Still, it will take more than a new juice to make Haitian mangoes soar in profits.

In recent years the industry, because of the lack of groves, has struggled to control a fruit-fly problem that caused the U.S. Department of Agriculture to temporarily suspend exports. Also, terrible roads and farmers’ poor handling techniques mean 40% to 60% of mangoes are lost before they even arrive at the plants where they undergo a hot water bath before being exported.

And then there are the country entrepreneurs like Excellent, who put entire villages to work during mango season but hold the fate of the industry in their callused hands.

“A farmer can’t fill up a truck by himself,” said Jean-Maurice Buteau, a mango exporter who recognizes the value of middlemen but says that with new regulations and controls being placed on the industry, small farmers are key.

“With minimum support, they can generate more wealth and be greater contributors to their community and the country.”

In the meantime, others are on the ground, helping organize growers and seeing how a country that produces mangoes year round can better reap the benefits at a time when demand for mangoes is up in the United States.

Under the initiative by the Inter-American Development Bank and Coca-Cola, the goal is to double the income of 25,000 Haitian farmers by giving them access to loans and markets and by teaching them new techniques to harvest the fruit.

“The key is to work with farmers who have the potential to increase their Francique production from perhaps 10 trees, to plant another seven to 10, and for the existing trees to be more productive,” said David Williams, regional director for Latin America and the Caribbean for TechnoServe, a nonprofit handling the $7.5-million, five-year IDB-Coca-Cola project.

Williams said the ultimate goal is to supply not only the fresh export market but also puree from Haitian mangoes for Coca-Cola’s Odwalla line of juices.

“Haiti is a natural location with an untapped supply that has not been improved upon, and focus on the right varieties,” he said.

Haitian Agriculture Minister Joanas Gue welcomed the initiative, saying organizing farmers allows them to deal directly with exporters and ultimately control their own destinies.

IDB’s Villanueva said there is no reason why Haiti’s farmers can’t organize. “It has worked in other countries; I don’t know why it wouldn’t work here,” she said. “It’s just a matter of showing them what they can do.”

Before the quake, the IDB’s investment sections provided local mango exporter CariFresh with $1.15 million in loans and grants to expand its family-run business.

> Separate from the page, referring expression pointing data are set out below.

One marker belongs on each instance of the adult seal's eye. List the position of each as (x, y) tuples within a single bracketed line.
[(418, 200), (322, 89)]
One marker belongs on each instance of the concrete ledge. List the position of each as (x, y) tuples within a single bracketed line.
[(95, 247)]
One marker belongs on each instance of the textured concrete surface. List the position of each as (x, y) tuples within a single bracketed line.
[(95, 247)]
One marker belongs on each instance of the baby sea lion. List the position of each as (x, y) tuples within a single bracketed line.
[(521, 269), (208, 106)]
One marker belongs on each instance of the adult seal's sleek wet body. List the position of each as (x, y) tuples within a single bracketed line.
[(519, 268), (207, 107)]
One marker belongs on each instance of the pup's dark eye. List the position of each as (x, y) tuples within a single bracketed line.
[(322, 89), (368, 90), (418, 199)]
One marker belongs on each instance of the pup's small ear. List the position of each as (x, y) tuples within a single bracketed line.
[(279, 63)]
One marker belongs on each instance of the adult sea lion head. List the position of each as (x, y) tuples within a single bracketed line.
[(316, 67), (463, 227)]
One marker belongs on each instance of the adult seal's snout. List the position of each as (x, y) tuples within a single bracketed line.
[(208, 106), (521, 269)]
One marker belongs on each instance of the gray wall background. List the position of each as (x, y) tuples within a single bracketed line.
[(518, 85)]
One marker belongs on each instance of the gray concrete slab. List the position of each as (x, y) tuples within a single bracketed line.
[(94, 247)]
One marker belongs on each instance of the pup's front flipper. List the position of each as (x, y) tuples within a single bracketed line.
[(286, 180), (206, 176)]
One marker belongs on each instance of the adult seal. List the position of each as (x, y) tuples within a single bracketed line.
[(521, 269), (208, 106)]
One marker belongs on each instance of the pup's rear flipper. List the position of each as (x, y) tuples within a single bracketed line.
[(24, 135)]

The money is to be used to help train and organize farmers who currently supply the company’s mangoes, and with a grove the company recently planted near its Croix de Bouquet factory.

CariFresh is investing $800,000 in the project, IDB spokesman Peter Bate said.

“It’s a turning point and an opportunity to not only increase your supply, but at having a hand in educating the people who take care of the mangoes,” said Cassandra Reimers, company vice president.

Charles writes for the Miami Herald/McClatchy.